What is your reading WPM? (Words per minute) Don’t know…there are plenty of ways to find out. Numerous of online sits offer tests, their accuracy may not be 100% but you can get pretty good idea. For example, I took one that said mine was 346. Not exactly a speed reader. According to a research test that Staples ran: a speed reader is somewhere around 1,500WPM (oh my gosh). Here are more of their findings:
· Third-grade students = 150 words per minute (wpm)
· Eight grade students = 250
· Average college student = 450
· Average “high level exec” = 575
· Average college professor = 675
· Speed readers = 1,500
· World speed reading champion = 4,700
* Average adult: 300 wpm – results found in this article by forbes
I want to draw your attention to the third grade level. 150 words per minute. This is important because this is one of the reasons we decided to opt out of the New York State Tests.
Last year’s sample test questions are up for view. You can view them here. Remember that these tests are timed. From what I understand, they will have 70 minutes each day to complete the test and they cannot ask the teacher for help with words they don’t understand. The children would have to read at a level almost double what the average is for their grade level in order to complete these tests.

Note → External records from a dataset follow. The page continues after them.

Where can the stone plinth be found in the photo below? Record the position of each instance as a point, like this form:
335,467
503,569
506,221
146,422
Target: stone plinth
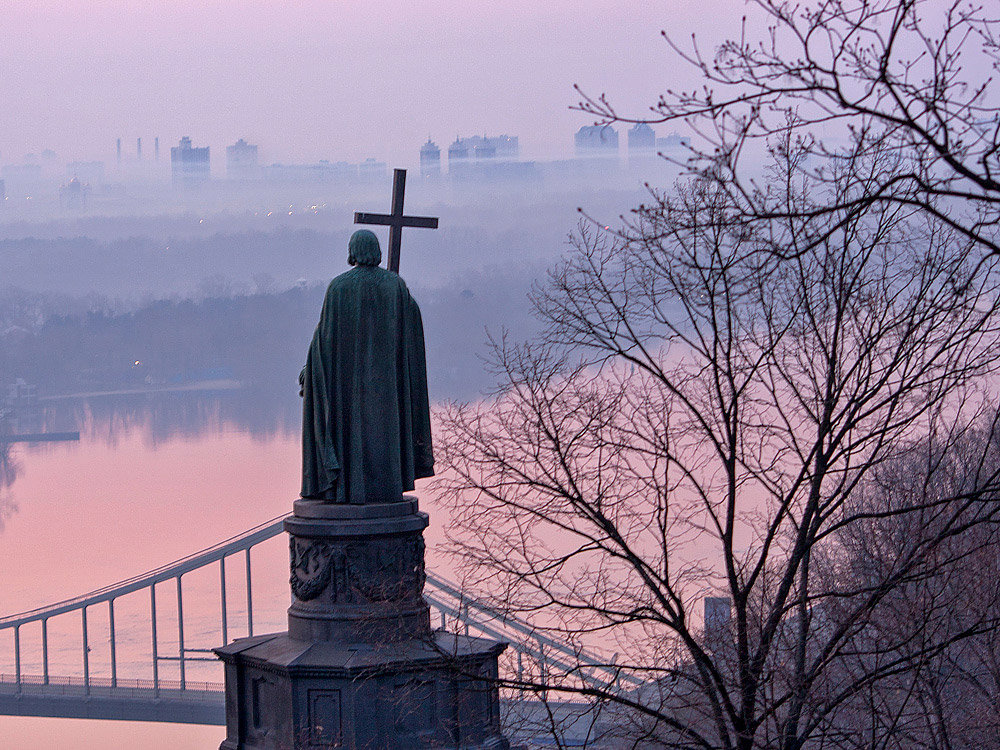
360,667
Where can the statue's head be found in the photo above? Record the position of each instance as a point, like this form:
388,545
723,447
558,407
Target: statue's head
363,249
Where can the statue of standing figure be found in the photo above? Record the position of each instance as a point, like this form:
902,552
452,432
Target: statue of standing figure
366,430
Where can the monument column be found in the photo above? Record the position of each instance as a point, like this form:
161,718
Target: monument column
360,667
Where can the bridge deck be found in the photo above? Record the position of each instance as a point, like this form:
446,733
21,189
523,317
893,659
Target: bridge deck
204,703
129,700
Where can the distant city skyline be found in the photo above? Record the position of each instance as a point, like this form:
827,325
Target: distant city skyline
309,80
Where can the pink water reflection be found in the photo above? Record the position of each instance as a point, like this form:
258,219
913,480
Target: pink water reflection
115,505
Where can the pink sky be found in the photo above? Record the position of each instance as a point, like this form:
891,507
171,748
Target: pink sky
311,79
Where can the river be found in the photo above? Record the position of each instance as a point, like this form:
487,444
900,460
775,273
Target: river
153,478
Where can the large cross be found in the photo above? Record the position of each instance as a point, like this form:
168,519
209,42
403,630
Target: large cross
396,221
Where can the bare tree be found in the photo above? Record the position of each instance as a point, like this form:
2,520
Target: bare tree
841,79
706,416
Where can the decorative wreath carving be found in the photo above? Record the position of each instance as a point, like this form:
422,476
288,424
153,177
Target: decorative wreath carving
312,568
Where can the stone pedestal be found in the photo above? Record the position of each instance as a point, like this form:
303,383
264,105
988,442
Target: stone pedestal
359,667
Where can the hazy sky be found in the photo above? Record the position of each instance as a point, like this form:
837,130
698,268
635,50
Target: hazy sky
337,79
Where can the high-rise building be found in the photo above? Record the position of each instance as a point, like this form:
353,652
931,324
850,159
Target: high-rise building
641,139
430,159
596,140
189,166
484,147
242,161
91,172
73,196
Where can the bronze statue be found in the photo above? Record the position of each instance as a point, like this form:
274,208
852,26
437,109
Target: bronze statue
366,431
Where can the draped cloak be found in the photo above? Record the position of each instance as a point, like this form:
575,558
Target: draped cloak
366,432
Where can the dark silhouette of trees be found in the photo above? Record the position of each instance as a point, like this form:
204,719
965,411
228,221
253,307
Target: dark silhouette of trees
710,411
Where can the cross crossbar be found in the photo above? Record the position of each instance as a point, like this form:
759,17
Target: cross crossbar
396,220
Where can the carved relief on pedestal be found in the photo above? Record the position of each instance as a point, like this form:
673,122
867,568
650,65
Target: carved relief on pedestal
385,569
312,568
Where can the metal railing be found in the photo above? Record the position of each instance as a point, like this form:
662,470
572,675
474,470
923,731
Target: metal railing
445,598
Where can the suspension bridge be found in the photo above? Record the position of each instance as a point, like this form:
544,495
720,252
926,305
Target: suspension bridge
86,695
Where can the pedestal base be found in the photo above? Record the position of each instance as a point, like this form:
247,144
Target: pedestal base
283,693
359,667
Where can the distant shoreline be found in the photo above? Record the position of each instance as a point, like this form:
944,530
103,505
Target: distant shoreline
222,384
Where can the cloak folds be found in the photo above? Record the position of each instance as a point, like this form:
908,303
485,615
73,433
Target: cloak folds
366,432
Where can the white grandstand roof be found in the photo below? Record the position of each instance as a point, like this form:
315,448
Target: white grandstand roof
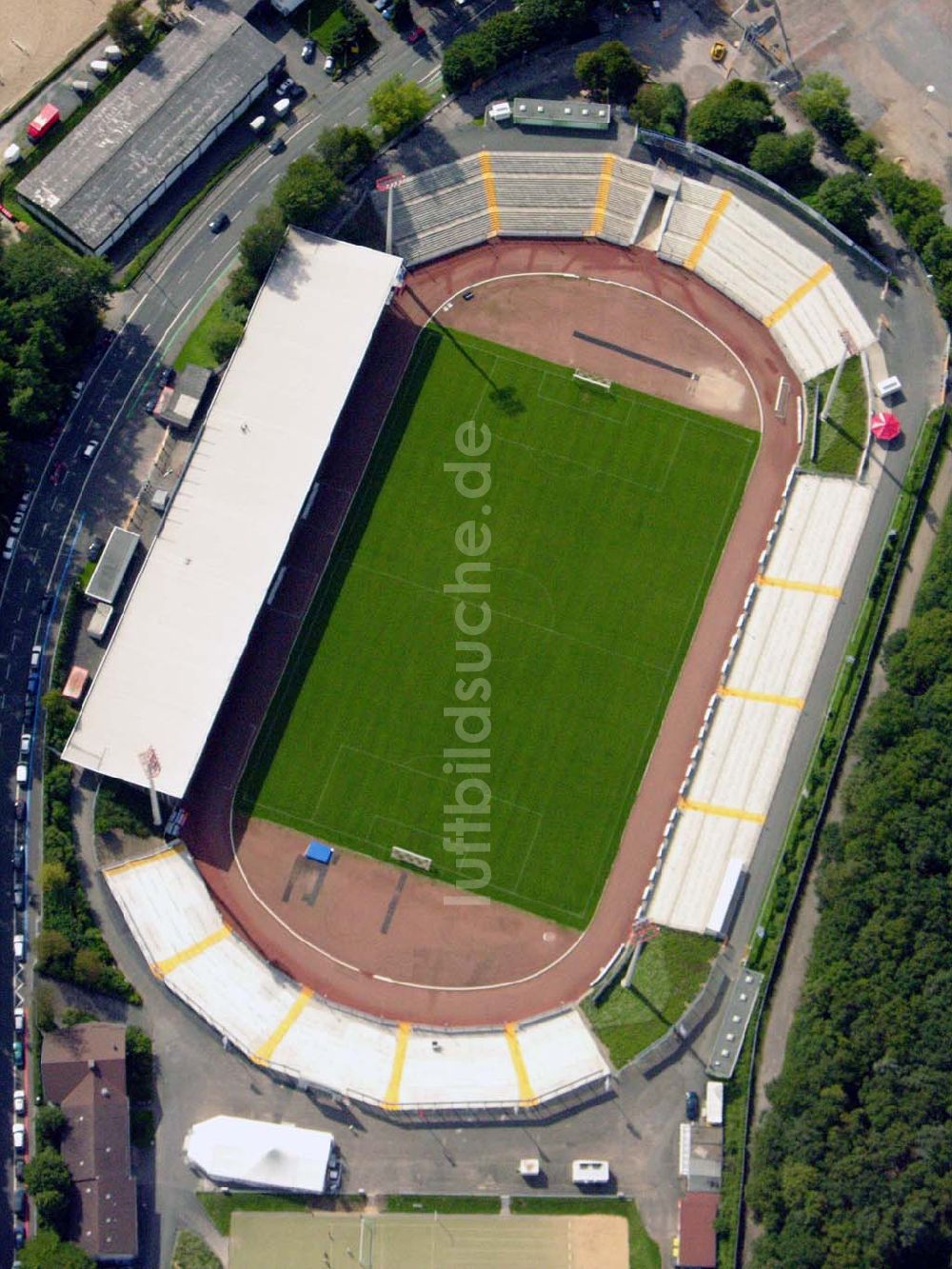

I have heard numerous reports that this year’s tests will be more challenging. Below will be many links to other sites if you wish to view them.
Take a look at the eighth grade average…250 words per minute. Which means my eight year old would have to read at an eighth grade level in third grade to complete his ELA questions. To me, that seems like they are just setting them up for failure. Call me crazy.
The math portion isn’t any better. When I first started considering opting out, I looked at last year’s test and saw fractions. My sons class hadn’t even started fractions yet and they were expected to be tested on them. He started fractions this week. Of course, teach to the test. Regardless, the math questions seem more difficult, worded poorly and are overall not age appropriate. Again these were last year’s tests and there have been numerous reports about this year’s being harder.
The main reason we decided to opt out was because we are against the common core. This is one way to tell the state that we are against it. It is not a method of teaching, it is teaching to the tests. It takes away from actual teaching. It has destroyed learning for a lot of children. By opting out, we tell the state that this isn’t the right way for our children to be taught, that there has to be changes. That we want to see an educational system that has teachers teaching and not preparing our kids for a test.
I have gotten some helicopter mom comments over this. I get get it. This generation is too soft. Kids these days have parents that baby them too much. Life isn’t fair. Kids need to toughen up. I agree. I am all for tests. Cody has a big Science test coming up that we are studying for. I want him to do well on that test. I want him to do well on his Math tests, and his English and Health tests. His Gym tests. Tests that actually show that he is learning and understanding the material. Not tests that are not age appropriate. I don’t want him taking tests that aren’t helpful to his education. From everything that I have found out, these test results will come back too late to help him now. From what I have researched and discovered these test are not helpful for the teacher, the parent and most importantly not helpful to the children. In fact, they are stressful and unnecessary the way the are currently being given. Until that changes, we will opt out.